Título: Assembleia muda licença-prêmio e paga até 2 salários a mais a servidor
Autor: Brandt, Ricardo
Fonte: O Estado de São Paulo, 04/10/2009, Nacional, p. A4

Os 2.853 funcionários poderão vender 60 dos 90 dias do benefício, pressionando folha do Legislativo paulista

Os 2.853 servidores da Assembleia Legislativa de São Paulo tiveram ampliado um benefício já extinto no funcionalismo público federal e em alguns municípios, a licença-prêmio - uma regalia concedida aos servidores como recompensa por assiduidade ao serviço. Em um ato interno, a Mesa Diretora aprovou no último dia 10 resolução que autoriza no Legislativo a venda de até 60 dias, dos 90 previstos de descanso por conta da gratificação.

A medida incha ainda mais a folha de pagamentos do Legislativo, que este ano consumirá R$ 485 milhões, o equivalente a 82,8% de seu Orçamento.

Criada em São Paulo dentro do estatuto do funcionalismo público em 1968, auge da ditadura militar, a licença-prêmio é um benefício que dá ao servidor 90 dias de folga remunerada a cada cinco anos de serviços prestados sem faltas injustificadas ou com até no máximo 30 ausências amparadas por atestados. Penas administrativas também cassam a bonificação.
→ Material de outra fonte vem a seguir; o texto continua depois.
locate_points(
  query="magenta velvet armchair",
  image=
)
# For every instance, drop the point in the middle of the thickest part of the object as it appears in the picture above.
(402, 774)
Como ocorre no Executivo e no Judiciário, a possibilidade de converter os dias de folga em dinheiro existia para os funcionários do Legislativo, mas era uma exceção reservada apenas para casos em que a presença do servidor era essencial e os recursos para os pagamentos estivessem disponíveis no Orçamento - abrindo precedentes para excessos.

A partir da resolução aprovada pela Mesa, todo servidor da Assembleia com direito a licença-prêmio pode requerer a venda de dois terços dos dias de folga, sem justificativa. Além disso, sob o valor pago pelos dias parados não incidem tributos (nem Imposto de Renda, nem contribuições previdenciárias), nem o teto salarial (que é de R$ 16 mil/mês).

Atualmente, 1.070 dos 2.853 servidores da Casa estão aptos a requerer a licença-prêmio e se beneficiam imediatamente com a decisão. A presidência da Assembleia, por meio de sua assessoria de imprensa, informou não poder calcular o impacto financeiro que a ampliação do benefício trará.

O gasto dos últimos dois anos, no entanto, mostra o que acontecerá. Em 2007, quando a conversão das folgas não tiradas da licença-prêmio em pecúnia era uma exceção, foram gastos R$ 3 milhões com esse tipo de despesa - 0,8% da folha.

Em 2008, a Mesa Diretora baixou um ato (23/2008) no fim do ano permitindo que os servidores com direito ao benefício até aquela data poderiam receber em dinheiro até 30 dias dos 90 de descanso, sem necessidade de argumentação de "absoluta necessidade de serviço". O dispêndio com os pagamentos triplicou, chegando a R$ 10,7 milhões - 2,3% da folha.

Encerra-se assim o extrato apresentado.